I manage to tame my crashing server quite a bit.
When I phoned the shopkeeper asking about the terms for getting the motherboard replaced, he asked me what SATA hard drive am I using. He told me that Maxtor harddrives have big problems with NForce chipsets (in this forum there's also something). Of course I had a damn Matrox DiamondMax Plus 9 harddrive mounted on that damn SATA port.
Now I disconnected the harddrive, then run 8 kernel compiles in parallel together with this small C program:
#include <stdlib.h>
#include <stdio.h>
#define SIZE 1000000000
main()
{
char* buf = malloc(SIZE);
int i;
printf("allocated\n");
while (1)
{
for (i = 0; i < SIZE; i++)
buf[i]++;
printf("filled\n");
sleep(1);
}
return 0;
}
the C program is to make sure that the swap is used, otherwise even 8 kernel compiles in parallel would happily fit in 1Gb RAM.

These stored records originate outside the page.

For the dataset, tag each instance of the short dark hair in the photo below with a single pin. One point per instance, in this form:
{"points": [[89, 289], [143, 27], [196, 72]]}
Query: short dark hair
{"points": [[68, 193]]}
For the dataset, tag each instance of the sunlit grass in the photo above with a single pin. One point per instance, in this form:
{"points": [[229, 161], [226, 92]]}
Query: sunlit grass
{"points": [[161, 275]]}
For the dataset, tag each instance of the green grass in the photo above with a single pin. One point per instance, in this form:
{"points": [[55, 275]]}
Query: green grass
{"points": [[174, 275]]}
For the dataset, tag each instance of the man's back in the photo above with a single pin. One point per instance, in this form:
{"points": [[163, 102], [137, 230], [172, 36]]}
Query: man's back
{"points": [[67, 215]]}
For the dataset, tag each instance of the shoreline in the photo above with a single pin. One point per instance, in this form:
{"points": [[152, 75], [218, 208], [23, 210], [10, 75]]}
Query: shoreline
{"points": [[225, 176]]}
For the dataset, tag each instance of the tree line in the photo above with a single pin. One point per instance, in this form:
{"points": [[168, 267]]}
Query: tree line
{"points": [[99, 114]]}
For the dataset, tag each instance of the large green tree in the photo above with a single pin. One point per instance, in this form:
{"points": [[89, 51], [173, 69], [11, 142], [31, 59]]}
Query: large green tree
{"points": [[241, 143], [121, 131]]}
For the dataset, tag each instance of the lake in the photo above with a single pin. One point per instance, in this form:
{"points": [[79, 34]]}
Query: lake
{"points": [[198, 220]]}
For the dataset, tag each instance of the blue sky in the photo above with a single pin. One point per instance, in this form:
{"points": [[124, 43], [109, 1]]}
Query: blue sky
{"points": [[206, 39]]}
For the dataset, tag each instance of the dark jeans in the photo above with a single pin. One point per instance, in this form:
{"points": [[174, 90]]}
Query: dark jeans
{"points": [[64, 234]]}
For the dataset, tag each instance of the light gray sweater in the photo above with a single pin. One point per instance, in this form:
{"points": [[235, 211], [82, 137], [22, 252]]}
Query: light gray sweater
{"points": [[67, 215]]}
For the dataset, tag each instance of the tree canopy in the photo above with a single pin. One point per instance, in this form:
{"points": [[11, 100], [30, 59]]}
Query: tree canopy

I run this kind of heavy load for 3 hours and I only had some timeouts in some network services (load was like 25!) and this error twice:
Jan 9 14:58:46 eddie kernel: ----------- [cut here ] --------- [please bite here ] ---------
Jan 9 14:58:46 eddie kernel: Kernel BUG at lib/radix-tree.c:372
Jan 9 14:58:46 eddie kernel: invalid operand: 0000 [1]
Jan 9 14:58:46 eddie kernel: CPU 0
[...blah blah blah...]
Since the error happened twice and in the exact same position, and since I previously wanted to try the latest drivers and the kernel is a too new 2.6.15, I'd blame those errors to a normal kernel bug. That code seems to be a nasty bit which already gave problems on 64bit systems.
Now it's time to get that hard drive replaced. This is so time consuming, but at least things are improving.